Visions of the fountain fields flicker at the corners of your mind. Tea streams through the air. Disconcerted, you reach out and shoo the liquid back into the teapot before Xehanort's inattention causes it to splash everywhere. "The Shadows are pure Darkness, Xehanort. Since we dwell in the world of the Light, our hearts cannot truly be the sum total of who we are. Thus, our identities remain unique."
Whatever logic you may have used, it goes unnoticed. Xehanort is staring into the distance. "You know as well as I do, don't you?" he muses aloud. "There is always a spearhead to each great new discovery. An individual who pushes the research to the next level."
This nonsensical reply cuts the reins of your tongue. He isn't listening to you. His attention is wandering, responding to things you can't see.
You try his name.
"The Darkness told me something. The last time I contacted it during the experiments, it started speaking to me." Your student is rambling on now, only distantly aware of his surroundings. "It said we're all connected. It says - "
He winces. His face turns towards you; it takes several seconds before he can pull himself free of his trance, focusing on you and your office again.
"It says," he whispers, a barely audible breath, "that you're already a part of it, Master. It requires an Ansem to lead. It wants you. It needs you. It keeps repeating your name - it won't shut up."
You quell your own nervousness.
"Is this true?"
"No. Yes. My name. Your name. I don't know." Xehanort's muscles go lax. He sags against his chair, looking suddenly tired, and very young. "I don't think it matters anymore."
Sympathy colors your heart. How often have you acted strange, all because you were chasing one equation or another? This is no different. You push your own chair back, walking around the desk so that you can approach your poor student and check the exhaustion in his face. "Rest yourself, Xehanort. If you overwork, you will not have the energy to properly analyze the situation. You have done well so far. I approve."
When you touch his shoulder to reassure him, he leans into your hand.
Your first instinct is to freeze. Xehanort's head tilts.
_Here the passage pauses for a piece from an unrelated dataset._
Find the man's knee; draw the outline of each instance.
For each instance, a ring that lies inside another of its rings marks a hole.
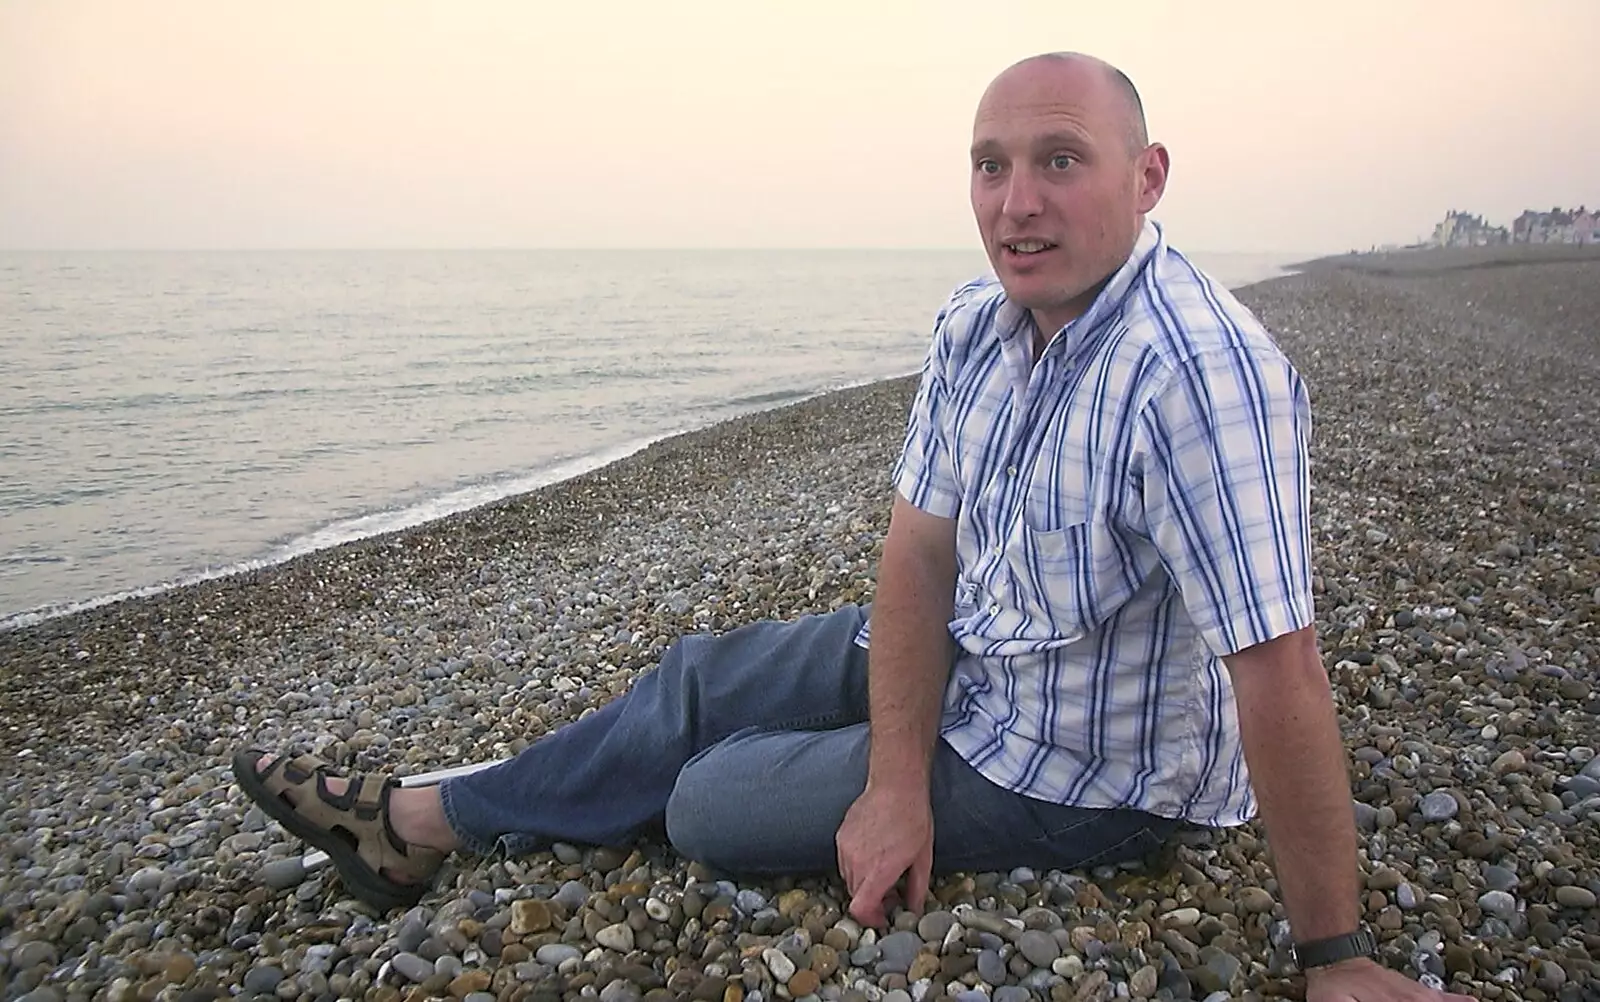
[[[705,765],[706,756],[715,753],[715,749],[702,753],[678,773],[666,812],[667,841],[679,855],[707,866],[729,862],[733,827],[727,816],[727,792],[720,789],[715,770]]]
He bumps it against your arm, sighing like a cat. The heat of his body is a whisper through your lab coat. Physical contact is a rarity between yourself and your students; you use it sparingly, for brief highlights of praise or reassurance. Never have they wanted more.
Feeling vaguely repulsed and guilty, you pull away.
Your boots make dull thunks against the floor. "Your state of being is my responsibility, Xehanort." Calm. You are calm, and unworried. You are serene. "But there are some things that I cannot do, and this is one of them. You must fight what you are becoming, Xehanort. You must resist the Darkness."
He makes a dry laugh, rubbing his throat with a hand. "How do we know it's not just turning me back into what I used to be? Was I this way all along? Is the Darkness where I belong? Or is there," he continues, turning his head to find where you have retreated, several steps away and out of arm's reach, "somewhere else I'm welcome more? Do you have an answer for me yet, Master? Please?"
The last word hangs in the air.
"No." Xehanort's eyes are desperate flames, gold and crimson and need. You are an honest king; you tell yourself that even as you struggle not to look away. "No. I'm afraid I can give you nothing."